Atlantic Media, Inc.
- Founded: May 6, 1997; 28 years ago
- Country of origin: United States
- Headquarters location: Watergate complex, Washington, D.C., U.S.
- Key people: David G. Bradley (Chairman); Michael Finnegan (President); Kevin Turpin (President – National Journal);
- Publication types: The Atlantic (minority ownership) National Journal
- No. of employees: 700+
- Official website: www.atlanticmedia.com

= Atlantic Media =

American print and online media company

Atlantic Media, Inc. is an American print and online media company owned by David G. Bradley and based in the Watergate complex in Washington, D.C. It held numerous publications and businesses. Since 2020, it holds a minority stake in The Atlantic, a print and online publication that also holds themed events, and offers business intelligence and consulting services through its National Journal Group subsidiary.

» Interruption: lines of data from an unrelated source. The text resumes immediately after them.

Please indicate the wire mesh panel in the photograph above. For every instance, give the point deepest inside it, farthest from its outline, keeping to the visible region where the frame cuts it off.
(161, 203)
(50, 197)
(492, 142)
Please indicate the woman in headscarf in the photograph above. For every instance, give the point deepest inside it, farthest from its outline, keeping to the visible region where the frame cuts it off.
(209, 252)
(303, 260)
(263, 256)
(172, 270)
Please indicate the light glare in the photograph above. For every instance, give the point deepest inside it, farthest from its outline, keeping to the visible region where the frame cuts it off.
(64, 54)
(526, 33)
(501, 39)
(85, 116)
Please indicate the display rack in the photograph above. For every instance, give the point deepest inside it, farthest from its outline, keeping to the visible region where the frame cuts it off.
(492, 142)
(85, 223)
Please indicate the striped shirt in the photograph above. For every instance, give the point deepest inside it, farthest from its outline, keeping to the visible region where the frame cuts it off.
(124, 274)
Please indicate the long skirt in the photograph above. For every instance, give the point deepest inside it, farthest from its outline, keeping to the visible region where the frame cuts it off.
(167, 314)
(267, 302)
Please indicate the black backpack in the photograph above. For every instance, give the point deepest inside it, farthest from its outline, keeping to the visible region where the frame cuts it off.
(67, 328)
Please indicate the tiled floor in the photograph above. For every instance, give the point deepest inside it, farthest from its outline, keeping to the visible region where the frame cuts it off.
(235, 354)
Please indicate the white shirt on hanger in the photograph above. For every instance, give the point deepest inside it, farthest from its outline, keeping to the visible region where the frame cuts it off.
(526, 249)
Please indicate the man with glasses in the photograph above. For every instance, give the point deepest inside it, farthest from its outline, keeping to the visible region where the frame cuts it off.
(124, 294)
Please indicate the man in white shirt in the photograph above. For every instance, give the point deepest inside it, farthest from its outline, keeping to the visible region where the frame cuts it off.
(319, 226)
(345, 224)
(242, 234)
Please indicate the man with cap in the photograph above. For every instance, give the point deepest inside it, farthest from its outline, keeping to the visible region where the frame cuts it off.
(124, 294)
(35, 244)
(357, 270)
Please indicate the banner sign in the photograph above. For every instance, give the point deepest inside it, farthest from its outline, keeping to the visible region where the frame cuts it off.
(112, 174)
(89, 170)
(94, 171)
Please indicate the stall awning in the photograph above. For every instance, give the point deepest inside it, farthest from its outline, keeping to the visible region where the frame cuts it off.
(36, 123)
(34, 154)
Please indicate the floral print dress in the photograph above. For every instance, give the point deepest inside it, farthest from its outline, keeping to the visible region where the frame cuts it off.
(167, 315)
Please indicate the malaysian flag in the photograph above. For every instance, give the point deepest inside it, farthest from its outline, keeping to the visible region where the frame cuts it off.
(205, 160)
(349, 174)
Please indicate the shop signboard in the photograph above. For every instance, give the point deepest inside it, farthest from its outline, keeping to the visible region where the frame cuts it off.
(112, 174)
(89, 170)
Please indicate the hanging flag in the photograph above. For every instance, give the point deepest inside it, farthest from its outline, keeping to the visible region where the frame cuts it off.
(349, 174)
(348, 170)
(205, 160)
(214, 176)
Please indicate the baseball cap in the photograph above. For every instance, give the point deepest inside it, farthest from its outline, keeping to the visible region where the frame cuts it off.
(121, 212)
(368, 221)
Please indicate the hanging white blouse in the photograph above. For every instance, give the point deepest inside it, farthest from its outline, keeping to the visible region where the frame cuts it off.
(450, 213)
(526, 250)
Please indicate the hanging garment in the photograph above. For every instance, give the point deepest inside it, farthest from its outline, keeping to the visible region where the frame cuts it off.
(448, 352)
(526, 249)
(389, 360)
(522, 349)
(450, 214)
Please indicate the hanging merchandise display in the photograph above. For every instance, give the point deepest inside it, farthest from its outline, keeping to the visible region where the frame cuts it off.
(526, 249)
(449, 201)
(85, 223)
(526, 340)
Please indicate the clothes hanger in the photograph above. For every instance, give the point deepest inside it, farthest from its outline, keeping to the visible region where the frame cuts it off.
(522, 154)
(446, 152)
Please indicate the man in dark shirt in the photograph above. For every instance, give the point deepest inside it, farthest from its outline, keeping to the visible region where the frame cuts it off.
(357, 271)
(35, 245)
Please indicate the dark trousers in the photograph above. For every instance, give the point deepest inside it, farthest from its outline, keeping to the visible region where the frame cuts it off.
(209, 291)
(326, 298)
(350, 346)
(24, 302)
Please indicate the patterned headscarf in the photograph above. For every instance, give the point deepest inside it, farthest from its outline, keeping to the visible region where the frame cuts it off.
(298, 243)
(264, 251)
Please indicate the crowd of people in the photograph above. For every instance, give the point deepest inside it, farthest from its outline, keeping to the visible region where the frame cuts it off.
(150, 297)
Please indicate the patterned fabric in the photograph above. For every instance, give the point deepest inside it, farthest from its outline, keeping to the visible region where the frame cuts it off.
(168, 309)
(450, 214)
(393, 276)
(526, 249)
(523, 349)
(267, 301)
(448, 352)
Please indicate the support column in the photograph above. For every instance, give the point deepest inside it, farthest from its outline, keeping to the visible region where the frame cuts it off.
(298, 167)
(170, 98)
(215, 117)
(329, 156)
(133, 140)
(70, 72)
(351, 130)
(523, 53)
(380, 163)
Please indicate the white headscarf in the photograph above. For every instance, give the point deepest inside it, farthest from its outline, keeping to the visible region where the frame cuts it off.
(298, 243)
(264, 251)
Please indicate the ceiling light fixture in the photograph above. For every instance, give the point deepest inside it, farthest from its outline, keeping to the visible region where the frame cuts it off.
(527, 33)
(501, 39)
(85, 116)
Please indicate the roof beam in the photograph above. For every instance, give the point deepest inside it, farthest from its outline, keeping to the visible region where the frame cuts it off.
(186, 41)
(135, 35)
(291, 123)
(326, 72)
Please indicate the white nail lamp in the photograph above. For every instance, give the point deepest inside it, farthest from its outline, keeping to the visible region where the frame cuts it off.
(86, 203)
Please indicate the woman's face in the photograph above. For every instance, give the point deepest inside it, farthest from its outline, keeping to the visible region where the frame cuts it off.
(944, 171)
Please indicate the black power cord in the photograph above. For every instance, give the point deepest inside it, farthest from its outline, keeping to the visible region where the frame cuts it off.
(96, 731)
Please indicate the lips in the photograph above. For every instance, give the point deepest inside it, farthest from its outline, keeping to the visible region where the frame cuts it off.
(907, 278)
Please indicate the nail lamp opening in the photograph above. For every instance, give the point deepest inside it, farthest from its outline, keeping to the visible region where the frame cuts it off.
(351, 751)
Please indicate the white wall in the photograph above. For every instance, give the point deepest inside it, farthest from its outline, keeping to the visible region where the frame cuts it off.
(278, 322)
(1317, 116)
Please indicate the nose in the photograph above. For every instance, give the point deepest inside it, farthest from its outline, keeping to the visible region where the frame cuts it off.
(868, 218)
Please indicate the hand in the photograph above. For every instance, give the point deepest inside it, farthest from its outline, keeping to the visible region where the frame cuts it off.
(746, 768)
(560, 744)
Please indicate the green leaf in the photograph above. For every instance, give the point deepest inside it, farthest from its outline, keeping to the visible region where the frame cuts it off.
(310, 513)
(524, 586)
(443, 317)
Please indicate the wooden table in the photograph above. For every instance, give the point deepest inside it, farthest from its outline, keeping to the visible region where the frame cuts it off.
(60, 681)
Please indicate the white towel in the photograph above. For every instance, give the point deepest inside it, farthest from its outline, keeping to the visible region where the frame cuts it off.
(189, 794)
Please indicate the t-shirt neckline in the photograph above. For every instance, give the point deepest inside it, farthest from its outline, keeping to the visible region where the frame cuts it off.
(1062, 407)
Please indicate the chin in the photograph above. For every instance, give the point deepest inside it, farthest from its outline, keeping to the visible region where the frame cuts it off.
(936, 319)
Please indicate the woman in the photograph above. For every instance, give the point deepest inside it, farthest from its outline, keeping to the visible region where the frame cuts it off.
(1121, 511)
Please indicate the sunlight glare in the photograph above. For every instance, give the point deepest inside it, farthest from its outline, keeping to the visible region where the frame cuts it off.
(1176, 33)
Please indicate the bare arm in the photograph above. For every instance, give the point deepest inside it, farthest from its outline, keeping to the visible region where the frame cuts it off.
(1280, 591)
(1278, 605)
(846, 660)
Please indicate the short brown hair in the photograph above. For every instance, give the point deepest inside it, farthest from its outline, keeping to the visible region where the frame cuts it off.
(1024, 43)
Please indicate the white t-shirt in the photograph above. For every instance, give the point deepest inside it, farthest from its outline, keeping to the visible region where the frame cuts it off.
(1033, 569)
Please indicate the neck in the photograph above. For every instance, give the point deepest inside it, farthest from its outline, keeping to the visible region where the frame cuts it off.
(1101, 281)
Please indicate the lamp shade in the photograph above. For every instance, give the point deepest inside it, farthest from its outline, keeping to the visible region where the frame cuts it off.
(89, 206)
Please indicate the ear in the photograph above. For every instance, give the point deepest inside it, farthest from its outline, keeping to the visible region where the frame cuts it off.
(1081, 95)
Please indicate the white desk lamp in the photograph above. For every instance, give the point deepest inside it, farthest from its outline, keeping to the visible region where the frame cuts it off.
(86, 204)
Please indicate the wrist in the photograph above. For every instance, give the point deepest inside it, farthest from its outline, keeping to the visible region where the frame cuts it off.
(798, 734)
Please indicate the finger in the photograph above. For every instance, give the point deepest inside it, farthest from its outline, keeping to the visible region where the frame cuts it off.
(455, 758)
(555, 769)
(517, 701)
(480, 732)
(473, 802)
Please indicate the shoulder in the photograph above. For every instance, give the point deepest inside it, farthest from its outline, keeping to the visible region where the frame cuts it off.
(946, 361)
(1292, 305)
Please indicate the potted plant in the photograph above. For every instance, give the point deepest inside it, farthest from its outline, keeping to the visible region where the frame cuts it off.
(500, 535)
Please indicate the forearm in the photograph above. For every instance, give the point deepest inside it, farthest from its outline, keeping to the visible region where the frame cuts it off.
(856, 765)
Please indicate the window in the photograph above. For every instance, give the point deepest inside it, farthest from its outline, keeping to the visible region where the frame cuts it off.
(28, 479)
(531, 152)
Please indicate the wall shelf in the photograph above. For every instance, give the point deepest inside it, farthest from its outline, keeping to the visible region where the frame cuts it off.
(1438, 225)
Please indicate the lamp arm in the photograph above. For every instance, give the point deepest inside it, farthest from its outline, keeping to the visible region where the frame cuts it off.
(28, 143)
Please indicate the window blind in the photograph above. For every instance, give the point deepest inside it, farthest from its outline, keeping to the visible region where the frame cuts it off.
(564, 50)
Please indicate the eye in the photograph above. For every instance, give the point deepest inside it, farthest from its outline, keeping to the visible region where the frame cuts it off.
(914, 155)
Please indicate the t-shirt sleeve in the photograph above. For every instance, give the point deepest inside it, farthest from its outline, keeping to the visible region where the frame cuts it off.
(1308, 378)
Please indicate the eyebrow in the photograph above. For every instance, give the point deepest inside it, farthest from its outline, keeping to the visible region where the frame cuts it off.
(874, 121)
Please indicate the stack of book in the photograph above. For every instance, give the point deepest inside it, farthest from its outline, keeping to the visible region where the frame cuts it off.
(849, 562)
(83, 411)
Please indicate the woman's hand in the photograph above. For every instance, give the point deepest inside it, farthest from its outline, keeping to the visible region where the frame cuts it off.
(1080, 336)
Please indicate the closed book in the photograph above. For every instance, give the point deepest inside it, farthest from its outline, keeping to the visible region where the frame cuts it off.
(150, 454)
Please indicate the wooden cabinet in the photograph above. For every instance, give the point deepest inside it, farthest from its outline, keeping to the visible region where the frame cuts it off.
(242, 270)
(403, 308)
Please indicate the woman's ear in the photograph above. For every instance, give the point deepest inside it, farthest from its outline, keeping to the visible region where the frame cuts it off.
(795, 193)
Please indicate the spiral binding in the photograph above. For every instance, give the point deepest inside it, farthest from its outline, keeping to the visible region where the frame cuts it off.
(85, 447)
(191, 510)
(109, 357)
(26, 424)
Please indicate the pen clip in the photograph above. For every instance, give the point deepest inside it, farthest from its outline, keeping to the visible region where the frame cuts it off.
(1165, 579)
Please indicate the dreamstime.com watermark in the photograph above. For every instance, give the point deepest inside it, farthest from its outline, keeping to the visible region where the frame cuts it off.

Founded in 1997 when Bradley purchased the National Journal Group, the company expanded for three decades by launching several new publications and acquiring others. It began to slim down in 2017 when Bradley sold a majority stake in The Atlantic to Emerson Collective, and continued by selling Quartz in 2018, CityLab in 2019, and the Government Executive Media Group subsidiary with its four publications and websites in 2020.

==History==
===20th century===
Bradley began his foray into publishing in 1997 by purchasing the National Journal Group, which published National Journal, The Hotline, National Journal Daily (previously known as Congress Daily), and Technology Daily. The group also published books and directories, including the biennial Almanac of American Politics.

===21st century===
In 2000, he acquired The Atlantic. After first vowing to leave the magazine in Boston, he moved the headquarters to Washington, D.C., in 2005.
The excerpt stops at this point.